XTRScores¶
XTR contrastive scoring with global top-k token retrieval.
For each query token, the top-k matches are selected globally across all Q*N in-batch document tokens (simulating retrieval from an index). Returns the full (Q, Q*N) cross-product score matrix with query-major ordering: scores[i, j*N + k] is query i against query j's k-th document. The positive for query i sits at column i*N.
Parameters¶
-
k ('int') – defaults to
256Number of top token matches to retain per query token across all Q*N documents.
-
document_chunk_size ('int | None') – defaults to
NoneIf set, the matmul +
masked_fillphase is iterated overdocument_chunk_sizedocs at a time (out ofQ*Ntotal). The resulting chunks are concatenated before the global top-k, so scoring semantics are unchanged. Useful to trim the transient matmul peak at large effective batch sizes. DefaultNoneruns the full matmul in one shot.
Examples¶
>>> import torch
>>> queries_embeddings = torch.tensor([
... [[1., 0.], [0., 0.]],
... [[0., 1.], [0., 0.]],
... ])
>>> documents_embeddings = torch.tensor([
... [[[1., 0.], [0., 1.]], [[0., 1.], [1., 0.]]],
... [[[0., 1.], [1., 0.]], [[1., 0.], [0., 1.]]],
... ])
>>> scores = XTRScores(k=2)(
... queries_embeddings=queries_embeddings,
... documents_embeddings=documents_embeddings,
... )
>>> scores.shape
torch.Size([2, 4])
Methods¶
call
Call self as a function.
Parameters
- queries_embeddings ('list | np.ndarray | torch.Tensor')
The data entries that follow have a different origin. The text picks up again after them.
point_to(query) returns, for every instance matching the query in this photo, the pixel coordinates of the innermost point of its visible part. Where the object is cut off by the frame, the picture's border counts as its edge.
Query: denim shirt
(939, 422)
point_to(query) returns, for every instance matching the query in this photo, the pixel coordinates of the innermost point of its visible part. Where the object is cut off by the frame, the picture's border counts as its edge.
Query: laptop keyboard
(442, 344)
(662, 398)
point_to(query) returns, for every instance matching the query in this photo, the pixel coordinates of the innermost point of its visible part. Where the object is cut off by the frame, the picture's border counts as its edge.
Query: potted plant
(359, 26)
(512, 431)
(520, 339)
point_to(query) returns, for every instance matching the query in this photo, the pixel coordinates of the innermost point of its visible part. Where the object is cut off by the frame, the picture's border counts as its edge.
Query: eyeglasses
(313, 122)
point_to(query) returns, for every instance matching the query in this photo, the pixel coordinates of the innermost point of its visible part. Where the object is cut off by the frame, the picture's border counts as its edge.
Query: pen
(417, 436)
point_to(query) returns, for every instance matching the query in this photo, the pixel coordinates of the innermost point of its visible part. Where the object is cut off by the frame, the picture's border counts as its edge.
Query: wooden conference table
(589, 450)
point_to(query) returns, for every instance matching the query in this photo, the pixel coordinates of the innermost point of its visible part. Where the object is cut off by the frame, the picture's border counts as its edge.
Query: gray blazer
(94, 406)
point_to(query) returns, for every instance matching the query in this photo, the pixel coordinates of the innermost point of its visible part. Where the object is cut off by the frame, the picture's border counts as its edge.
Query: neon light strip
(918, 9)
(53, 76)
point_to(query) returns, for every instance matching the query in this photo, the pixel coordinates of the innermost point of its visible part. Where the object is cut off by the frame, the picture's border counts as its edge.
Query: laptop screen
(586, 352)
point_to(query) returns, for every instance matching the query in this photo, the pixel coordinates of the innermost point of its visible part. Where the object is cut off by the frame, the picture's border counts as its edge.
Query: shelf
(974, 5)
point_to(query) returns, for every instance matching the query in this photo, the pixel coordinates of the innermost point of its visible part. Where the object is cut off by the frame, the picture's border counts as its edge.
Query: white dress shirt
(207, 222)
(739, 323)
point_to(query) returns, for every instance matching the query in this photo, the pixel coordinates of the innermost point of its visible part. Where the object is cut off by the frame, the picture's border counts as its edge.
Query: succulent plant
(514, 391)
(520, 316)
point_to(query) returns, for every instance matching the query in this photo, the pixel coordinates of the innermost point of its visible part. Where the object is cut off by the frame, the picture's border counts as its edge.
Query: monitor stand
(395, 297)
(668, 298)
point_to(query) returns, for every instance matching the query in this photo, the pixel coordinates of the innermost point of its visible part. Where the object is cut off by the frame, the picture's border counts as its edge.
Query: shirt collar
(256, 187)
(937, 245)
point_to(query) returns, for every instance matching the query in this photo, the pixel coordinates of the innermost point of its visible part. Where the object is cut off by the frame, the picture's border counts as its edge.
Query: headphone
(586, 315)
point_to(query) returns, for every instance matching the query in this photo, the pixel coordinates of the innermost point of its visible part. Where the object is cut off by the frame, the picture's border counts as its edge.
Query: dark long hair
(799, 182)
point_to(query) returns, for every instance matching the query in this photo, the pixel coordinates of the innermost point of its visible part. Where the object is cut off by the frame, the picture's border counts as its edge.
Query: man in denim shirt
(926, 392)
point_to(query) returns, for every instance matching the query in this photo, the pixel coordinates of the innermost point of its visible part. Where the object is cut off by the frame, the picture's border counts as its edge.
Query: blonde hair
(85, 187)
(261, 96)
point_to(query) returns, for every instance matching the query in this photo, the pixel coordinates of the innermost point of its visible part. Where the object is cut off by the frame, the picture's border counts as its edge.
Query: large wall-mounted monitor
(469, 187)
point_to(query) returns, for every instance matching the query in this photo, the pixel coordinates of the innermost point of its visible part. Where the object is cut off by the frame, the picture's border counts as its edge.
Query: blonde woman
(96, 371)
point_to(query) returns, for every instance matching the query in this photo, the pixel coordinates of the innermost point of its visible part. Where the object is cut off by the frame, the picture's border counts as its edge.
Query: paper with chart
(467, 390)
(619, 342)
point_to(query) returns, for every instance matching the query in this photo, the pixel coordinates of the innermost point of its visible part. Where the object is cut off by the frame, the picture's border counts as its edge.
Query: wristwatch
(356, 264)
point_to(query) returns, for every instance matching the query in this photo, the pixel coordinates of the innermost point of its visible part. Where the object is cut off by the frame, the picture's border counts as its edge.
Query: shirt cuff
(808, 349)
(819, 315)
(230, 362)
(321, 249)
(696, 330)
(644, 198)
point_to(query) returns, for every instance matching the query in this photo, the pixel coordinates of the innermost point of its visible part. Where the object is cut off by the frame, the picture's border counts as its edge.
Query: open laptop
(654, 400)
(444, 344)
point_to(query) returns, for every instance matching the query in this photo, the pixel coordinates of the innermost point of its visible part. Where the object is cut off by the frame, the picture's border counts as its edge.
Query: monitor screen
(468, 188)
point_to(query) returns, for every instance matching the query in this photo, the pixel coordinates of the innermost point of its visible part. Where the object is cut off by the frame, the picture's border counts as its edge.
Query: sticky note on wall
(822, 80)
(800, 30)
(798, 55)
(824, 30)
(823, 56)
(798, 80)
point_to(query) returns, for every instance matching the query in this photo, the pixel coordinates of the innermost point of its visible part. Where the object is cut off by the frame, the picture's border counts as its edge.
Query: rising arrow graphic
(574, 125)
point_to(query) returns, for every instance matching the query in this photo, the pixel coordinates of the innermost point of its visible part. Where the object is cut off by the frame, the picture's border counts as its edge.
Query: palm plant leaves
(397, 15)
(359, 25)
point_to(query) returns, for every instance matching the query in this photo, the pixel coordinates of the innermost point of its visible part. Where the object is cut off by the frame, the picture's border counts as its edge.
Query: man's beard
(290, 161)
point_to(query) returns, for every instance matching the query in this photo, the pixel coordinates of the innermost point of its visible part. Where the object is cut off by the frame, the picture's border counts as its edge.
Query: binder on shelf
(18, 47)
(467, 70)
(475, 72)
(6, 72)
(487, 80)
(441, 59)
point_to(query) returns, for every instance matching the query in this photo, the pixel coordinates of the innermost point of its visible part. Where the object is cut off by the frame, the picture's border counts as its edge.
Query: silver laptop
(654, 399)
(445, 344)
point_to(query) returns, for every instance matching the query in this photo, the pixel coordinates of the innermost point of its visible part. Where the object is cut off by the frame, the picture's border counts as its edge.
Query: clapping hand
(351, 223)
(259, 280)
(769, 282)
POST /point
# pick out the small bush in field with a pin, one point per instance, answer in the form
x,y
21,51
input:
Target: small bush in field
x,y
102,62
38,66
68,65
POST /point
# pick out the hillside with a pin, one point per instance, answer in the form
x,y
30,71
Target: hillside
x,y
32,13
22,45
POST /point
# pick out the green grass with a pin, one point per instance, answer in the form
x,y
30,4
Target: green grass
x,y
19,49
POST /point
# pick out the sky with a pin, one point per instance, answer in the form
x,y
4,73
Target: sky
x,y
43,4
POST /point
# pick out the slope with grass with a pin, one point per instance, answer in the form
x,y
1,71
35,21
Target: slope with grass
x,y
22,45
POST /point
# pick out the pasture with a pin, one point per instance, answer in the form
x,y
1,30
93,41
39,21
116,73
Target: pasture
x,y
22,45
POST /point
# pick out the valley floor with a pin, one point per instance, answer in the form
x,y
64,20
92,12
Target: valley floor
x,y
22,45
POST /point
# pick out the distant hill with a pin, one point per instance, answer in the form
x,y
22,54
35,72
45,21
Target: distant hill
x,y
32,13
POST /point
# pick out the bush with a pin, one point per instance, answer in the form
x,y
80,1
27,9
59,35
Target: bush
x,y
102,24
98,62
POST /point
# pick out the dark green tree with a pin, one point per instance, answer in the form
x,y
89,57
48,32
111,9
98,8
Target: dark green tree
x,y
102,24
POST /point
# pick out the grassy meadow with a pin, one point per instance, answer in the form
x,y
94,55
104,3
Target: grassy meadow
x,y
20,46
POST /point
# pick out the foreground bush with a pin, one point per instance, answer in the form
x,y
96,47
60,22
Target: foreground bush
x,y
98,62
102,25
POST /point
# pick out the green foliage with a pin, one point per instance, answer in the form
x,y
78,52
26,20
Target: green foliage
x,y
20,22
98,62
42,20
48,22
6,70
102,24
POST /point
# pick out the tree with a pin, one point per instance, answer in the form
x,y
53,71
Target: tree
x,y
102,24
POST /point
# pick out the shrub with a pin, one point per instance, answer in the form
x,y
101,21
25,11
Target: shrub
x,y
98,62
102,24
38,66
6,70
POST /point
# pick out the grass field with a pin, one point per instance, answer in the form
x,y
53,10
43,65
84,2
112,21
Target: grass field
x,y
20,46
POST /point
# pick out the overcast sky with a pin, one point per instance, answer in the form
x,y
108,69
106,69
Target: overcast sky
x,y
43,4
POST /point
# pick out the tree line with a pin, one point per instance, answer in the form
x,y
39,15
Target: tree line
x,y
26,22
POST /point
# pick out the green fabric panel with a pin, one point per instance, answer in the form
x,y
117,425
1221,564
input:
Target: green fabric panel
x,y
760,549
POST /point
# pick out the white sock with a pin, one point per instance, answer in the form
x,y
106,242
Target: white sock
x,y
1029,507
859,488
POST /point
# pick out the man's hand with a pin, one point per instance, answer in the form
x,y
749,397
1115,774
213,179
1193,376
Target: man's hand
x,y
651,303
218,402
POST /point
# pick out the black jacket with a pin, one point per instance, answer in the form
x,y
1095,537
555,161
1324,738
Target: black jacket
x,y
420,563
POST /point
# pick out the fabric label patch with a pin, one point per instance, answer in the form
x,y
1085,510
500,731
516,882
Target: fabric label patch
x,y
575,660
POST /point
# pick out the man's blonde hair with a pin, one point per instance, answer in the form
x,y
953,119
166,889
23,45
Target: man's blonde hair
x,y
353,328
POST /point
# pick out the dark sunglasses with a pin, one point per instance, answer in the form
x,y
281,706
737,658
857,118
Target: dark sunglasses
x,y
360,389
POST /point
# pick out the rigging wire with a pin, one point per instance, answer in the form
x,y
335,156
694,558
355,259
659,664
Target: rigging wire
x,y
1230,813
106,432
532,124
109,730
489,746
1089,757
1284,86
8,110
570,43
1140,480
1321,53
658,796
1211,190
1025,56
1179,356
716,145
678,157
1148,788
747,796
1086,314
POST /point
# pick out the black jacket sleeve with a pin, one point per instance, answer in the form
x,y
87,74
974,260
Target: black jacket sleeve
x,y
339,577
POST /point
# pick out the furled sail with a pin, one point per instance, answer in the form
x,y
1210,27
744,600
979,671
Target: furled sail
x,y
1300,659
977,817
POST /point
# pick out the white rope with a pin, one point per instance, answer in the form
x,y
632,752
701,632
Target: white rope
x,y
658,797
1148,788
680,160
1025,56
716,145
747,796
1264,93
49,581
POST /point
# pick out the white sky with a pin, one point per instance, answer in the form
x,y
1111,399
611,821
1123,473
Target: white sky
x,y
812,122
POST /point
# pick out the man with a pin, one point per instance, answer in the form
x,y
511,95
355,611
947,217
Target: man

- documents_embeddings ('list | np.ndarray | torch.Tensor')
- queries_mask ('torch.Tensor | None') – defaults to
None - documents_mask ('torch.Tensor | None') – defaults to
None
compile
Notes¶
Adapted from PrimeQA (Copyright 2026 IBM PrimeQA Authors, licensed under the Apache License, Version 2.0). Changes from the original implementation:
- Extricated the scoring function from the end-to-end modeling class that also handled contrastive loss computation.
- Fixed a bug in the original implementation where the alignment mask was not being applied correctly.